Tuesday, January 14, 2003

Under Attack:  the Market Forces that Have Served Electricity Well

Across the world, very significantly lower electricity prices have resulted from replacing the monopoly supply of electricity with independent competing firms.  Competition in electricity supply is doing the job it is supposed to do.  It brings cost reductions as firms try to steal a march on their competitors followed by price reductions as the competitors catch up.  In many cases the competitive process has resulted in the suppliers "finding" more capacity as a result of achieving higher levels of reliability.  Its price outcomes have also encouraged firms to build new capacity where it is most needed -- in Victoria's case to supply peak demand.

But the shift from government to market control has brought many anxieties.  Will new power stations be built to avoid shortages?  Will new power line extensions be built as and when needed?  How will we prevent power stations colluding to drive up prices when some concentration of ownership is inevitable?

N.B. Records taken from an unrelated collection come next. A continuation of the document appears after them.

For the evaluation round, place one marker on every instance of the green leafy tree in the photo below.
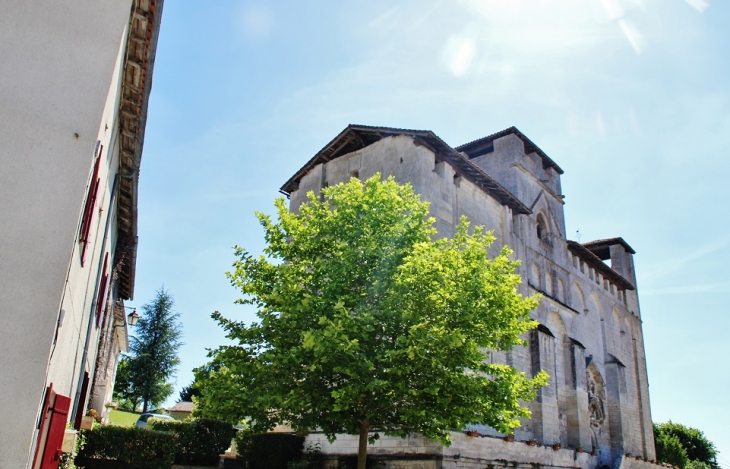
(669, 450)
(154, 350)
(693, 441)
(124, 392)
(188, 392)
(367, 323)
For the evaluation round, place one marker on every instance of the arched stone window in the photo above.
(542, 228)
(535, 276)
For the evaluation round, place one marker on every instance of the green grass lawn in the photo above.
(122, 418)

In addition, governments have overlaid on the industry a raft of social and environmental policies -- designed to reduce greenhouse gas emissions, ensure lower rural prices, ensure speedy rectification of faults, and so on.

Many government interventions, including those addressing the anxieties about the responsiveness of the market, give rise to consequential problems.  For example, government requirements to keep prices down will reduce the incentive for new power plant construction.

There are myriad such concerns and, as a result, a seemingly endless series of inquiries and reviews into the industry.  Even so, the potency of market-based approaches for improving electricity supply and keeping down prices is almost universally accepted.  Where they have failed, as in California, the consensus is that this is as a result of poor market design and factors unrelated to the market itself, like NIMBY objections to new plant and power lines.

One area that gives rise to considerable tension concerns transmission -- the long distance transport of electricity from power station s to users.  Transmission is expensive, especially in geographically disbursed markets like Australia and North America, where delivering power over long distances can entail costs similar to building a local new power station.

As with highways, there are debates about whether transport of electricity should be paid for out of some general revenue pool or directly by the users, rather like a toll system.  However, transport of electricity is more complicated than the transport of people and goods by road.

First off, electricity is not easily controlled.  Once it is generated and put into wires, it obeys the laws of physics and moves along paths of least resistance rather than along paths that users want it to travel.  This makes for great difficulties in setting a transport price in line with costs.

Secondly, electricity transmission lines can dramatically affect electricity supply costs.  Businesses will locate new power stations to take advantage of the cheapest combination of transport and production costs.  A transmission charge on users or suppliers that does not fully account for the different location costs means some users and suppliers are subsidized.  Such a subsidy might, to use an extreme example, encourage a firm to site a power station at Moomba to take advantage of local gas supplies with inadequate regard for the cost of building a transmission line to get the electricity to Sydney, Adelaide or Melbourne.

By the same token, a new line may lower the costs of a more remote power source thereby disadvantaging a rival supplier and disincentivising anyone from building plant close to the market even though that might be the least cost solution.

Ensuring the full costs are placed on the beneficiaries becomes crucial to avoid wasteful over-building of transmission lines.

Means of achieving this have brought lively debate across a great many countries.  One promising approach is to treat new transmission in a similar way to new generation -- requiring it to find commercial parties who will finance it.  Some greater possibilities of this have been offered by Direct Current (DC) technology.  Unlike conventional Alternating Current technology, DC allows the power to be controlled so that electricity can be supplied to the buyer from the seller only if the two parties agree on terms.  Such a transmission facility becomes like a power station that buys in electricity from an area where it is cheap and sells it to a higher priced area.  It also may offer a remotely located generator guaranteed access to a market, a very valuable service for electricity where prices can suddenly rise due to demand surges or production outages.

TransEnergie, a subsidiary of Quebec Hydro, has built a DC interlink between Victoria and South Australia, which relies on sales of capacity to those wanting to export or import between the two areas.  Naturally, this could not earn income in competition with ample "free" capacity paid for by charges smeared across all users.  But NSW government owned transmission business, Transgrid wants to build such a rival link.  That link, financed by a compulsory charge, would destroy the capability of TransEnergie's "entrepreneurial" link to find paying customers.

The matter has already seen a five year regulatory battle with the latest round in Transgrid's favour.  If allowed to stand, the present decision will mean that all future links will rely on regulatory judgements, not those of the market place.  Not only would this spell the end of market-driven transmission developments, but it will also mean that proposals for new power stations would face a risk that new transmission links would undermine their profitability.

Departing from a market-based outcome might well bring short term benefits to the consumer by bringing on a new supply source.  But when this imposes risks on the viability of future developments it undermines the conditions for a stable and self regulated industry development.  Finding an accommodation between the market-based provision of new transmission and transmission financed by mandatory customer charges is therefore one of the most pressing issues facing the electricity industry.